Would you want to give up your prosperity for a fairer world? No. Because you've been raised to compete and exploit, you came to a place without people to compete against or stand in the way of your exploits. To you, fairness would be competition, not cooperation. You've been raised to think that it's for your benefit, instead of the person above you who will take what you have to give and sell it cheap, giving you far less for your time and effort than someone in the Hegemony would demand for the same labor.
Just like newborns, it took the village time to figure out their legs. For their abilities and desires to grow to the point that they could realize the inequality they had been subjected to, that they are now trapped by, the debts still hanging over this village despite being paid ten times over." She sipped the broth from her bowl. "Even if I had taught them, I'm far too patient for them to have found much hope in Mea's words. It takes fire, urgency, and action. Things the young have that I don't."
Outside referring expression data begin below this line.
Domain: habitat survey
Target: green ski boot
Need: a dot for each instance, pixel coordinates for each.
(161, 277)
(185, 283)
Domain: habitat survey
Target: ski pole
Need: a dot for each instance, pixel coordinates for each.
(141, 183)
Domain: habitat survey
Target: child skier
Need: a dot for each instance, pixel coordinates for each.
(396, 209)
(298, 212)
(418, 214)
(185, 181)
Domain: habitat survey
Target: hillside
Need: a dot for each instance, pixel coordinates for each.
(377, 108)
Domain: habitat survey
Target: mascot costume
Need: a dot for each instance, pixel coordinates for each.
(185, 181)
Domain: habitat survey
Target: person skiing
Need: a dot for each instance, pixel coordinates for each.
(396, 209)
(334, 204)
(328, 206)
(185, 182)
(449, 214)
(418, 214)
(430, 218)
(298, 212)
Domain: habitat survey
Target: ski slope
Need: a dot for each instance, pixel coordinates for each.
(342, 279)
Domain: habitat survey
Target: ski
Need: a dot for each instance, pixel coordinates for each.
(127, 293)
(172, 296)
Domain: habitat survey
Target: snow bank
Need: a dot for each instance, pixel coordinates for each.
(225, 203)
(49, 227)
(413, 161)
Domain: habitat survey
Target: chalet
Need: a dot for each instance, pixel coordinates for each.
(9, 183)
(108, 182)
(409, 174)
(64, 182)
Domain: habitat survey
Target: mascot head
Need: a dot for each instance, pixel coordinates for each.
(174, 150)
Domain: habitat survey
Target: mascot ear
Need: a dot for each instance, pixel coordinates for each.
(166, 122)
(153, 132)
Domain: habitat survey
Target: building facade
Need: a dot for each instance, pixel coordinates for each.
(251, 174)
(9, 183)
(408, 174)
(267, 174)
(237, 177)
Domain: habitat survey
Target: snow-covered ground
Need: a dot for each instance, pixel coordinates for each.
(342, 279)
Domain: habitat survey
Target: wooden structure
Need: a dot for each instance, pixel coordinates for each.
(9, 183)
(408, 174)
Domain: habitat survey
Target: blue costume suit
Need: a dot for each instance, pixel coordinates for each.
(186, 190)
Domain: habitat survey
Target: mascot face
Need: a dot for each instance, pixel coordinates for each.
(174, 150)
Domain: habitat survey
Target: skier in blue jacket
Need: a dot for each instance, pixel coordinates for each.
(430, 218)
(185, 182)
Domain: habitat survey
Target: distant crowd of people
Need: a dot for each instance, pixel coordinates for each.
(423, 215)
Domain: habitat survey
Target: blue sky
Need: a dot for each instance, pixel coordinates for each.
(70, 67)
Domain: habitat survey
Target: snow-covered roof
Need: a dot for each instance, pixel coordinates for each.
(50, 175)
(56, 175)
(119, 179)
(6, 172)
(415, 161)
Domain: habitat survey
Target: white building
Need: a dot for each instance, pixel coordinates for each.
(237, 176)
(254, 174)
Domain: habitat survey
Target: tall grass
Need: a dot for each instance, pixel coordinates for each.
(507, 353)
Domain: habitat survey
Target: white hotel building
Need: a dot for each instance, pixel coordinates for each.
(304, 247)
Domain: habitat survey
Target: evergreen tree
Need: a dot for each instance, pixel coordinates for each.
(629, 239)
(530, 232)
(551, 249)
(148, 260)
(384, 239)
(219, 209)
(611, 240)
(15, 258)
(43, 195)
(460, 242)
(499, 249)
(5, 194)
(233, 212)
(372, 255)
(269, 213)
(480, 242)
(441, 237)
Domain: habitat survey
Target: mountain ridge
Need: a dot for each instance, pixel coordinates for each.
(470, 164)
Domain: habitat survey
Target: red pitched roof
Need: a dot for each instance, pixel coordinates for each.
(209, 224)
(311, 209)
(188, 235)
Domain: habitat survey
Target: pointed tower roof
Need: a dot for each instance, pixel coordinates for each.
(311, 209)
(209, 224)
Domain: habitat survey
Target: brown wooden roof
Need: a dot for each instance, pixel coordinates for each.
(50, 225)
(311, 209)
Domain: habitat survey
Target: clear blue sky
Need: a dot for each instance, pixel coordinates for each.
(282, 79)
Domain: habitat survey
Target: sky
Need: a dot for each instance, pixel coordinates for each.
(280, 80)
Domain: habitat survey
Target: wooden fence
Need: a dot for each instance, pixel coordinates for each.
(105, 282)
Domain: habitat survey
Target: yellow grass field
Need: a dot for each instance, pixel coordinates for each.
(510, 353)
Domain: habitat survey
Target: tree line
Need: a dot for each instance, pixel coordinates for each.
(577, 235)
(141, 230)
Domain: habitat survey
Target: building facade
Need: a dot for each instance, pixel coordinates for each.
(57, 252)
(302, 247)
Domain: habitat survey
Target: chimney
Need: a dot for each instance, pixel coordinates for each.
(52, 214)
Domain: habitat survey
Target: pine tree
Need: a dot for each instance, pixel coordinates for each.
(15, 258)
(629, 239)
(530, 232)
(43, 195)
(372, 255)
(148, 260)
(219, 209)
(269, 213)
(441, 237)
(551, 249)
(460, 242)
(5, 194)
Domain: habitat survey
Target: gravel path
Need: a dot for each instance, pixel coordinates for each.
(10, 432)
Zai thought over these words, watching Shenme as she continued to eat, as if she'd just been talking about the weather. "Thank you, Auntie, I feel I have learned a lot from you."
"Good," the doctor replied, serving herself more lotus root. "Your journey is just getting started, so eat as much as you want. Don't worry about being polite." She bit into the root. Around the mouthful she continued, "I would like to hear about how you batted a plane out of the sky. The villagers couldn't stop chattering about it once you were gone."
"It wasn't like that..." Zai blushed, before starting her tale.